Mary alzó a la muchacha y la llevó al escalón. Luego se volvió hacia Powell.

–¿Querrás que te ayude ahora, o piensas que es un trabajo hombruno?

–Viril, querrás decir. No pierdas tiempo tratando de ayudarme. Necesito una persona inteligente. Estamos en dificultades.

–¿Qué has visto?

–DʼCourtney quería que lo mataran.

–¡No!

–Sí. Quería morir. Parece como si se hubiese suicidado ante Reich. Los recuerdos de Barbara son algo confusos. Hay que aclararlo. Tengo que ir a ver al médico de DʼCourtney.

–Es Sam @kins. Sam y Sally volvieron a Venus la semana pasada.

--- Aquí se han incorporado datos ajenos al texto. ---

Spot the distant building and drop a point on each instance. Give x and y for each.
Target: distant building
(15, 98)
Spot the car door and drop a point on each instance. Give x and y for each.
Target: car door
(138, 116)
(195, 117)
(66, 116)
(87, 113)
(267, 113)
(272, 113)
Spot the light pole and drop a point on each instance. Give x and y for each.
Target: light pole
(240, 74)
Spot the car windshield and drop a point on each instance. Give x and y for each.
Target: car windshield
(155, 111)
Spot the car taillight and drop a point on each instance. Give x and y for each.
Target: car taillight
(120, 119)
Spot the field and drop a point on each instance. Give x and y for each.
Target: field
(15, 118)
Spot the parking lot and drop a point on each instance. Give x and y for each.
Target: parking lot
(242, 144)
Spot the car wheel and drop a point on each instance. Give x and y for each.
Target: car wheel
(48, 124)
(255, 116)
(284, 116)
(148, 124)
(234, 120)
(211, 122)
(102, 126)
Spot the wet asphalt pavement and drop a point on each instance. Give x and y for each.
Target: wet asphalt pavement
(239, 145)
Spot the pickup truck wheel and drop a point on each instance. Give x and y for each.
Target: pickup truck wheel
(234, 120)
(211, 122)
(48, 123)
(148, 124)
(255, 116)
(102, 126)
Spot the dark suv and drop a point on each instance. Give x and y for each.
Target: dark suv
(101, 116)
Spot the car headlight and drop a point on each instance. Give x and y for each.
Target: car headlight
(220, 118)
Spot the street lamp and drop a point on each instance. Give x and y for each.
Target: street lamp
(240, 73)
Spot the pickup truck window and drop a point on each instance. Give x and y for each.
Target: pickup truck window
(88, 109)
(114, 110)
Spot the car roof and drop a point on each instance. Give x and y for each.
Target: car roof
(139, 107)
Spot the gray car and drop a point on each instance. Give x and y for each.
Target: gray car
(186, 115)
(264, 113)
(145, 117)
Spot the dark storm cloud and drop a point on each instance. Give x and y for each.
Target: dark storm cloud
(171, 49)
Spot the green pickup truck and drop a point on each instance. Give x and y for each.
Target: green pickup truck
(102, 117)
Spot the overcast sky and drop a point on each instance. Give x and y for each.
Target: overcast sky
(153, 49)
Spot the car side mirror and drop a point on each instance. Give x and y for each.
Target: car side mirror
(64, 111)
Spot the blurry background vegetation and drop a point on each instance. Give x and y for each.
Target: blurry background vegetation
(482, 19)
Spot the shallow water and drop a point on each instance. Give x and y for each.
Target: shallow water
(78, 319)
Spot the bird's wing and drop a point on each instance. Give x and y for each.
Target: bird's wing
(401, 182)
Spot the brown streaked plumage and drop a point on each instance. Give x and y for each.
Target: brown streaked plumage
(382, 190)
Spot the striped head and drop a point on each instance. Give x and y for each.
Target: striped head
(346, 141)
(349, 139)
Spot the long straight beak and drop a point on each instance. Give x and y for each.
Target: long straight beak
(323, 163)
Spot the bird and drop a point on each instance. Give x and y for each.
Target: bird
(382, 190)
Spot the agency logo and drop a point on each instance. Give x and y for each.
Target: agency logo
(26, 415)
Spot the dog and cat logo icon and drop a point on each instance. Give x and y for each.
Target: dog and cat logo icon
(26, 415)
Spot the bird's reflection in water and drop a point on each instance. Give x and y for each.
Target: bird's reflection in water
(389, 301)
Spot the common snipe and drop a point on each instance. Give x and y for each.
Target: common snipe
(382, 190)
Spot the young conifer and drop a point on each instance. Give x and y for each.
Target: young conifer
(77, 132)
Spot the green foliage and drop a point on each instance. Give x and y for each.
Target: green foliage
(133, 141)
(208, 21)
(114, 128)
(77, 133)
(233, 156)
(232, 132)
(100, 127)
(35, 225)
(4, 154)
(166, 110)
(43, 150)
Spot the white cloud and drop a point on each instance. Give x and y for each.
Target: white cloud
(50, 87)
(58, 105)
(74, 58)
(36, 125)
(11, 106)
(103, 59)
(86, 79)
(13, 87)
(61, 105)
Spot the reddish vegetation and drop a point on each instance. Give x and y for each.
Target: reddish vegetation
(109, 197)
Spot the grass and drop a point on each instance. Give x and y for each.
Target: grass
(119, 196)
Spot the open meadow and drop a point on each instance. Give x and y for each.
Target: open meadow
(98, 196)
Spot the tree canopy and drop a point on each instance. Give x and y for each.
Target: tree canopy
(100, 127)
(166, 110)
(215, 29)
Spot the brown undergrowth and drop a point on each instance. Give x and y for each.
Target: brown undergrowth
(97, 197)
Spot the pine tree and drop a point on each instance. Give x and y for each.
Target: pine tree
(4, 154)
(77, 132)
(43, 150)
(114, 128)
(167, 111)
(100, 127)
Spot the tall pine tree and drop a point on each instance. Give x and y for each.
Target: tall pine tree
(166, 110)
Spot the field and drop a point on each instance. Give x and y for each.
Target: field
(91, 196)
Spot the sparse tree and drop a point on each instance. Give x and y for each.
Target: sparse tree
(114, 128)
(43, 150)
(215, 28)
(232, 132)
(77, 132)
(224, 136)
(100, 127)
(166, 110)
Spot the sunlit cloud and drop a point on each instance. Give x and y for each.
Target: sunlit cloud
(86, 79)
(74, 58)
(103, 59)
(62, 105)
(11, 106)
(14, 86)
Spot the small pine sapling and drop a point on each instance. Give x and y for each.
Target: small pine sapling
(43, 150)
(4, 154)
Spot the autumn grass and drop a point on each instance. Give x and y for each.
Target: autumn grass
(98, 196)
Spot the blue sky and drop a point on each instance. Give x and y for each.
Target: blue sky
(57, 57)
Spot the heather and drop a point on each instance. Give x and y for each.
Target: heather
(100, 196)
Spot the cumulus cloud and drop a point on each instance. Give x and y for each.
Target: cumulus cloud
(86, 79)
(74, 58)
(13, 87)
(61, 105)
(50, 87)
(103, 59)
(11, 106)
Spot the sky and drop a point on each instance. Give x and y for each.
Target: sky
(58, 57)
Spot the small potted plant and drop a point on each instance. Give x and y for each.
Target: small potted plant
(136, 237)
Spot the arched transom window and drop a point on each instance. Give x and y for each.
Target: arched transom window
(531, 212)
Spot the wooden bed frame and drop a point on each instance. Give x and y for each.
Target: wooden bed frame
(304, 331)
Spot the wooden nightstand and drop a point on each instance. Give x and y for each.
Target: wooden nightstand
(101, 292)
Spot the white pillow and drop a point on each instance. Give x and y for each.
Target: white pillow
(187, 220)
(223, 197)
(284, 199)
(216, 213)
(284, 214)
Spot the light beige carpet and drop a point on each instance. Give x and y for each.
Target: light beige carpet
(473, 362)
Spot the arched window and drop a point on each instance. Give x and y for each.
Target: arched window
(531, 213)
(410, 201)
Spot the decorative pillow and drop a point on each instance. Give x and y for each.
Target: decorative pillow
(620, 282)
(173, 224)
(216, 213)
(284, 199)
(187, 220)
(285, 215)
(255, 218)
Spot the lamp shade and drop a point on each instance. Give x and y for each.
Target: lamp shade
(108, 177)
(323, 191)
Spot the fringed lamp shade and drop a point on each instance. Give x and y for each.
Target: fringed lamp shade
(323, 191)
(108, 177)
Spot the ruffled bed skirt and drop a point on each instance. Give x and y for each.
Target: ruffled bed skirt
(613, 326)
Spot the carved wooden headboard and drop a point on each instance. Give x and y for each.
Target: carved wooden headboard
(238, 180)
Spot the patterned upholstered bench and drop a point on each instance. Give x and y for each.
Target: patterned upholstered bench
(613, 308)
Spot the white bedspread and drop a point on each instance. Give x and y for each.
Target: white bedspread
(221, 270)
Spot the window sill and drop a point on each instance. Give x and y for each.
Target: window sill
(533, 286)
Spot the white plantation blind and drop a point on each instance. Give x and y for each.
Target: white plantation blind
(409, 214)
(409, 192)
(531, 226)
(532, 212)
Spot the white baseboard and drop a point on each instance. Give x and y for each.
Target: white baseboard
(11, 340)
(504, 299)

–Entonces tendré que hacer el viaje. ¿Podré tomar el cohete de las diez? Llama a Idlewild.

Sam @kins, doctor ésper 2, recibía 1.000 créditos por hora de análisis. El público sabía que Sam ganaba dos millones de créditos por año, pero no que estaba matándose eficientemente a sí mismo con obras de caridad. @kins era animador principal de los planes de educación a largo plazo del gremio, y el jefe del grupo ambiental. Éste sostenía que el poder telepático no era una característica congénita, sino una cualidad latente de todo organismo y que podía desarrollarse con un entrenamiento adecuado.

Por este motivo, la solitaria mansión de Sam en la brillante y árida meseta, más allá de Venusburg, estaba siempre llena de casos de caridad. Sam invitaba a toda la gente de bajos ingresos a que le trajesen sus problemas, y mientras buscaba una solución, trataba con cuidado de dejar en sus enfermos la semilla telepática. El razonamiento de Sam era muy simple. Si, digamos, leer el pensamiento era algo así como desarrollar unos músculos sin uso, entonces la mayoría de la gente había sido demasiado perezosa o no había tenido la oportunidad de alcanzar ese desarrollo. Pero cuando el hombre cae en la trampa de una crisis, no puede permitirse la pereza; y allí estaba Sam para brindar oportunidad y entrenamiento. Hasta ahora, había descubierto un 20 por ciento de ésperes latentes, porcentaje menor al logrado por las entrevistas del gremio. Pero Sam no se descorazonaba.

Powell lo encontró mientras Sam recorría cabizbajo el rocoso jardín de su casa destruyendo vigorosamente las flores del desierto y creyendo dedicarse a sus cultivos y sostener a la vez varias simultáneas conversaciones con un grupo de gente deprimida que lo seguían como títeres. Las nubes perpetuas de Venus irradiaban una luz enceguecedora. La calva cabeza de Sam estaba al rojo. El hombre resoplaba y gritaba a plantas y pacientes por igual.